The Virtue of Remembering- Isaiah 40:31, Isaiah 41:10, 13

But they that wait upon the Lord shall renew their strength; they shall mount up with wings as eagles; they shall run, and not be weary; and they shall walk, and not faint.

Fear thou not; for I am with thee: be not dismayed; for I am thy God: I will strengthen thee; yea, I will help thee; yea, I will uphold thee with the right hand of my righteousness.
For I the Lord thy God will hold thy right hand, saying unto thee, Fear not; I will help thee.

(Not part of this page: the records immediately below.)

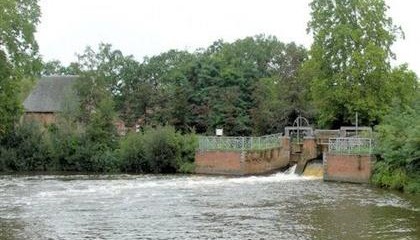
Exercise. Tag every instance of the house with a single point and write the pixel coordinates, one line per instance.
(50, 96)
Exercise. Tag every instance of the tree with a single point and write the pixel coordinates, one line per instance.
(350, 60)
(398, 165)
(18, 55)
(55, 67)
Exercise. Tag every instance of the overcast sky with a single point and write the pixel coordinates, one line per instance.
(149, 27)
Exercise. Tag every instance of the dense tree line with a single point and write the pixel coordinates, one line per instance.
(250, 86)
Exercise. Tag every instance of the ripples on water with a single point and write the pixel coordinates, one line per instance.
(279, 206)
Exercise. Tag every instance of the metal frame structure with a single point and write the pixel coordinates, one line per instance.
(213, 143)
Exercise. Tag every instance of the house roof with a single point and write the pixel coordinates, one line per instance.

But they that wait upon the Lord shall renew their strength
Fear thou not; for I am with thee: be not dismayed; for I am thy God: I will strengthen thee

Our natural state is to be deeply aware of our own limitations. We are intimately familiar with all the things that we cannot do, for we live within those constraints every moment of every day.
What is unnatural, then, is to remember the power that exists outside of ourselves. It takes genuine effort to keep in remembrance the influence of God, and how it can make the impossible things become possible.
Thus there is no shame in saying that we have difficultly remembering to make use of God’s help in our lives. Of course we do. But this tendency of ours has to be fought against, because otherwise life takes us into waters that are too deep for us and we start to drown in poor choices.
God, Himself, knows that we tend to forget Him, and it is for that very reason that He has seeded reminders of Himself all throughout our lives. We find the reminders to lean into God through the scriptures, in church sermons, in the majesties of nature, and in the pricking of our own conscience. Of all the things that we must remind ourselves of on a regular basis, the first must be the reality of Him.

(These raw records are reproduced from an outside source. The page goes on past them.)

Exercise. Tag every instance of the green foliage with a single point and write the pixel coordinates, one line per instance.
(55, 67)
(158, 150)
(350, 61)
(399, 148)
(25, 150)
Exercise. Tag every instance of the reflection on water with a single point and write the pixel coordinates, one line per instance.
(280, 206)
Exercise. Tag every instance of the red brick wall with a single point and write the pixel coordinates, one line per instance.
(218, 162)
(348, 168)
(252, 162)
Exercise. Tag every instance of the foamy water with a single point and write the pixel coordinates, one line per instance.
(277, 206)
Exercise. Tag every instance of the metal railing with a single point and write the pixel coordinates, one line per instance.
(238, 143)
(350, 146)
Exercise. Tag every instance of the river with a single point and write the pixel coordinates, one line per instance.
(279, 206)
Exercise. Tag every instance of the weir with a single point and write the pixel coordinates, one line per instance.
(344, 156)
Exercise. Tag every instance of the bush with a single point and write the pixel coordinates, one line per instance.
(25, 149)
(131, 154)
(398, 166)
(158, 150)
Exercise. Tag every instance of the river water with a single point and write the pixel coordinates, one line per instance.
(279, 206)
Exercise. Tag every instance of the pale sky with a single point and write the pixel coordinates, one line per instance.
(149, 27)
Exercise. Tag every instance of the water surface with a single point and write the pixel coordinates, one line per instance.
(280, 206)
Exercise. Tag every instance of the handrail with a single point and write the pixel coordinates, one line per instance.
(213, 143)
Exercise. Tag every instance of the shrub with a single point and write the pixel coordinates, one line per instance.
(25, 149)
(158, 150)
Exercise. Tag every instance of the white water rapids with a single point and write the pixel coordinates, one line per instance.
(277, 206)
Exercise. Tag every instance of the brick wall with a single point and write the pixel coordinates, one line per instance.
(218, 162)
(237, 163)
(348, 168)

Worthy Vessels- Acts 9:15, 1 Corinthians 1:28

But the Lord said unto him, Go thy way: for he is a chosen vessel unto me, to bear my name before the Gentiles, and kings, and the children of Israel:

And base things of the world, and things which are despised, hath God chosen, yea, and things which are not, to bring to nought things that are:


But the Lord said unto him, Go thy way: for he is a chosen vessel unto me
When Ananias protested going to bless Saul, God informed him that the man was a “chosen vessel,” and indeed one can see how Saul would be considered a powerful asset to God’s cause. He was intelligent, effective, and tireless in his pursuits, even if those pursuits were momentarily pointed in the wrong direction.
And yet the man that Ananias found in need of a blessing must have been a far cry from the self-powerful tyrant that he had been afraid of. For at this point Saul had had his preconceptions of God shattered, been rebuked by the true Lord, completely blinded, and left to wallow three days and three nights without either food or water. In short, God had broken the vessel that Saul once was, and the “chosen vessel” that he referred to, was going to be a new creature. One that would be called Paul.

And base things of the world, and things which are despised, hath God chosen
Paul himself later avowed that God did His work with the base and the despised, the humbled and the broken. He spoke of how the “foolishness” of God was greater than the wisdom of man (1 Corinthians 1: 25). He knew this because he had been directly at the receiving end of it! While still wise in the ways of the world, he had been broken by the same Savior he had voraciously denied. And now he had thrown in his lot with those that he once considered “base and despised.”
In short, Saul, the brittle vessel could not have done anything for God, only Paul, the humbled clay could. It has been said that God does not call the qualified, he qualifies the called. He has no need for our power, only for our will.